Jg, je suis d’accord. Il faut sûrement des mesures de régulation, mais nous ne sommes pas à Moscou ou Pékin. Donc, laissons les patrons d ces boîtes prendre leurs responsabilités. Il vaudrait mieux surveiller les ennemis du PAYS qui espionnent eux aussi, tout aussi illégalement si non plus.

Élie de Paris

Vieille interrogation sur la responsabilité du fabricant, et de l’usage qui est fait de ce qu’il fabrique…
Peut-on reprocher à des gens sortis de l’armée à se servir de ce qu’ils y ont appris, voire amélioré par la suite ?
Ces entreprises de renseignements (et pas d’espionnage) offrent leurs services, et savent-elles et/ou sont-elles responsables du résultat livré ? Et en quoi le pays devrait-il endosser la responsabilité de ce qui résultera de la « livraison du produit »?
Toutes ces start-up, revendues ou offrant leurs services ne sont-elles pas nées de leur production au cœur des labos Ysraeliens ?
Ceci est certes dommageable, forcément, mais est d’ordre de l’entreprise privée.
Et, bien entendu, chaque nation a ses lois pour cela.
Chacun paiera pour ses actes, un père pour lui-même, un fils pour lui-même.
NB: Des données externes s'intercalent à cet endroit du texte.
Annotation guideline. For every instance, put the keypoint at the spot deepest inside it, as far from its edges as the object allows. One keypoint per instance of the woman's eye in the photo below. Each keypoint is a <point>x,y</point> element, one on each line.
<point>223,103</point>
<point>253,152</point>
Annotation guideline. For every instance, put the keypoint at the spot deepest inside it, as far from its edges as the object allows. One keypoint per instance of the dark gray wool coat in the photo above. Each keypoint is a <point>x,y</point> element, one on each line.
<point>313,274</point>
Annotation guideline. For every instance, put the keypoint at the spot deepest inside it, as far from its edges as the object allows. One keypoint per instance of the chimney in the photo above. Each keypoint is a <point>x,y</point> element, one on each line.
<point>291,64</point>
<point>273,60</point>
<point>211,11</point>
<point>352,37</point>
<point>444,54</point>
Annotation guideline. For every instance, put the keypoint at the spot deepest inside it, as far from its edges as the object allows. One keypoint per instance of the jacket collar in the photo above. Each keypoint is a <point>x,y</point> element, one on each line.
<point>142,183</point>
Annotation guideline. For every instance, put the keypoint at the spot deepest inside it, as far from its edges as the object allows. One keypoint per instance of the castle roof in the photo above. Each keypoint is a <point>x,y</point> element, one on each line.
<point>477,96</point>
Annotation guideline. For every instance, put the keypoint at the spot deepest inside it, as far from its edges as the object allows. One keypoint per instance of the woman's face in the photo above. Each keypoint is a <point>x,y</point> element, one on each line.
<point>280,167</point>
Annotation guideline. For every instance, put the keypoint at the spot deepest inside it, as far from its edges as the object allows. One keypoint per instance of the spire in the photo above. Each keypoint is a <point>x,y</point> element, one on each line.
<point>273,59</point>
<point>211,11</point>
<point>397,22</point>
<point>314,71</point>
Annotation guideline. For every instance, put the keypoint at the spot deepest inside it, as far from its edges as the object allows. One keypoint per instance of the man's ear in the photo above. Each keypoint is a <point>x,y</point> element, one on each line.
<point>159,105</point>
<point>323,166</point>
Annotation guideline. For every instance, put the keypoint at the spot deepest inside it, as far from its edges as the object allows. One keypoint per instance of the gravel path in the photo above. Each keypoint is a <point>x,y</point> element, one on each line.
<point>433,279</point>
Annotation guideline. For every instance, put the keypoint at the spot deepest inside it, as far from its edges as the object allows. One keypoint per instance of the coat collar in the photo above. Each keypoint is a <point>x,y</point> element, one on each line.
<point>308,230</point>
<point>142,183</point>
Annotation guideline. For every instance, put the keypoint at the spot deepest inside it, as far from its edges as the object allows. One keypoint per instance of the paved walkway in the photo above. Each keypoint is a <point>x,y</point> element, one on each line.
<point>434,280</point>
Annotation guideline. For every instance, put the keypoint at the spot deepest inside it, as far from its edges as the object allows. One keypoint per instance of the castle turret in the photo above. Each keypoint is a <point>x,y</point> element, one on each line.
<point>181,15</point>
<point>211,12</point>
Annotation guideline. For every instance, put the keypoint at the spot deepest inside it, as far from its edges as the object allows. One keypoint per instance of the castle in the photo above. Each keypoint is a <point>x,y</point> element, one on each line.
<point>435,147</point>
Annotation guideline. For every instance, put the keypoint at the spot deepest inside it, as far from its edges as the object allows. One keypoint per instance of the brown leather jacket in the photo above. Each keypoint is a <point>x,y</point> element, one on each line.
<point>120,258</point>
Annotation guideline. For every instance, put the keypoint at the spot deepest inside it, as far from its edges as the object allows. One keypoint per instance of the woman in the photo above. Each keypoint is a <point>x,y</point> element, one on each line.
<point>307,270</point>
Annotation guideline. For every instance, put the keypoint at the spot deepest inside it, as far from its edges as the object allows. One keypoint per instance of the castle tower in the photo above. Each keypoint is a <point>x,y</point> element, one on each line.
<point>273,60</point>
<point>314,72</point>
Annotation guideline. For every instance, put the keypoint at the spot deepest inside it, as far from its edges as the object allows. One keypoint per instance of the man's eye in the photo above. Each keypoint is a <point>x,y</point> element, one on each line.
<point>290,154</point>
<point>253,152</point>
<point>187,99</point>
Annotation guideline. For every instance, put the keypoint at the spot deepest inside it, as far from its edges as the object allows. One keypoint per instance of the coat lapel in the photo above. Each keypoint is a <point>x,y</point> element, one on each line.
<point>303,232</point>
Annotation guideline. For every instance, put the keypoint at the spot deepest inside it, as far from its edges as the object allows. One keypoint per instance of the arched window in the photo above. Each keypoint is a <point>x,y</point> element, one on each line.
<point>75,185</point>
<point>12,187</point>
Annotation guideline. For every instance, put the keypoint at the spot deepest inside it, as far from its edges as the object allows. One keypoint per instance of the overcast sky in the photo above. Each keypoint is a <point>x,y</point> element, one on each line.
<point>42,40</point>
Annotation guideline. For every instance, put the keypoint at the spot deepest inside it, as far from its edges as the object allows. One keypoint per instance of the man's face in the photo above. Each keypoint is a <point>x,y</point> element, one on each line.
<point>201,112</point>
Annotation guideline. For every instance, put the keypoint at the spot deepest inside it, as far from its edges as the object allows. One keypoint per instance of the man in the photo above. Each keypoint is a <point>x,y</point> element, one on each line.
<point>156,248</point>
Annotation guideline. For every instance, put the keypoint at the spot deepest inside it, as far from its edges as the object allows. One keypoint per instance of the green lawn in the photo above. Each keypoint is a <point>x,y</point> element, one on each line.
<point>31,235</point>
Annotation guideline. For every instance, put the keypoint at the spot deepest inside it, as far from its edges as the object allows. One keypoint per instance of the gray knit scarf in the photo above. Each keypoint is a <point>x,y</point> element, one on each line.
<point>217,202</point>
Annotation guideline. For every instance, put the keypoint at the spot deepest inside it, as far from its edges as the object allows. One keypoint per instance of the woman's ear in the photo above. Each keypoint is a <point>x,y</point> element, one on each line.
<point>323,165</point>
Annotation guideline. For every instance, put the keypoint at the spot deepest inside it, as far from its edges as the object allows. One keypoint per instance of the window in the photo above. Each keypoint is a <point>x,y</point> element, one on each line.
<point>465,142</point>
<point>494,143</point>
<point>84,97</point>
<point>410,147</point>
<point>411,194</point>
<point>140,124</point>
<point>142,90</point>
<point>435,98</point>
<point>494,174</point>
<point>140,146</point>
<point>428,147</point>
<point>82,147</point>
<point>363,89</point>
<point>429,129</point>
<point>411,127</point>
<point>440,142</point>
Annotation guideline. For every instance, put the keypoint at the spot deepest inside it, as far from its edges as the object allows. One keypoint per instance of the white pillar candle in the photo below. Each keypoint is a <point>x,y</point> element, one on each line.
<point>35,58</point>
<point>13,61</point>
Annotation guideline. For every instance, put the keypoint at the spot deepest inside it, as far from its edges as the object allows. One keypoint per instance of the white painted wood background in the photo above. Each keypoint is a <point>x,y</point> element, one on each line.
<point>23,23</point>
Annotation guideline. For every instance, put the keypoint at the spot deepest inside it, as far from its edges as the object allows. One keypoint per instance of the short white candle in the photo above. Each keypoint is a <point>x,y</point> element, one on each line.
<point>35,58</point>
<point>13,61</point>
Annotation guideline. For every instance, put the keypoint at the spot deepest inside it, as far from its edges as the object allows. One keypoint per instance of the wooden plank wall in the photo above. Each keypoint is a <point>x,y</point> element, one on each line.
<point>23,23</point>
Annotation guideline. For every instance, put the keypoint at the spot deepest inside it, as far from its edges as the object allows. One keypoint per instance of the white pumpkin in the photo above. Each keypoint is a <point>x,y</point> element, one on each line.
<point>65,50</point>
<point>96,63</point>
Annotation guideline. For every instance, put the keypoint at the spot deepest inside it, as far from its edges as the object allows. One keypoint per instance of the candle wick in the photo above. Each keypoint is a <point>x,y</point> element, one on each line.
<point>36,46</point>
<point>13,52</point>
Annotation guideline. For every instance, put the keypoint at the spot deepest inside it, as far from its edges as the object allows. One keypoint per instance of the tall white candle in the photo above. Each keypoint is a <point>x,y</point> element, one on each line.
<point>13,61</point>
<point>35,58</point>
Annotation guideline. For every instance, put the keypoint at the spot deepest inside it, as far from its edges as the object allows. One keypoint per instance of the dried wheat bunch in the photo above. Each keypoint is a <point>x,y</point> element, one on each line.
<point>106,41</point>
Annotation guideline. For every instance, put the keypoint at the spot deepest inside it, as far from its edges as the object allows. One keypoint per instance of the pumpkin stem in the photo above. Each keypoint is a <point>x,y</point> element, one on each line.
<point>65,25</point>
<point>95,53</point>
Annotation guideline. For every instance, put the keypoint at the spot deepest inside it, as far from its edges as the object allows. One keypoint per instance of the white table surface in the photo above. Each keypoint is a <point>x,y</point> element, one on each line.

Ce dernier sorti de l’autorité parentale…

Jg

Il faut regarder d abord les entreprises étrangères sous couverture d états qui agissent en permanence contre l état Juif .il y a plus de 150 états dans le monde qui interviennent pour nous nuire .
Alors NSO et autres sont très limités par rapport ,aux agissements de tous ces pays !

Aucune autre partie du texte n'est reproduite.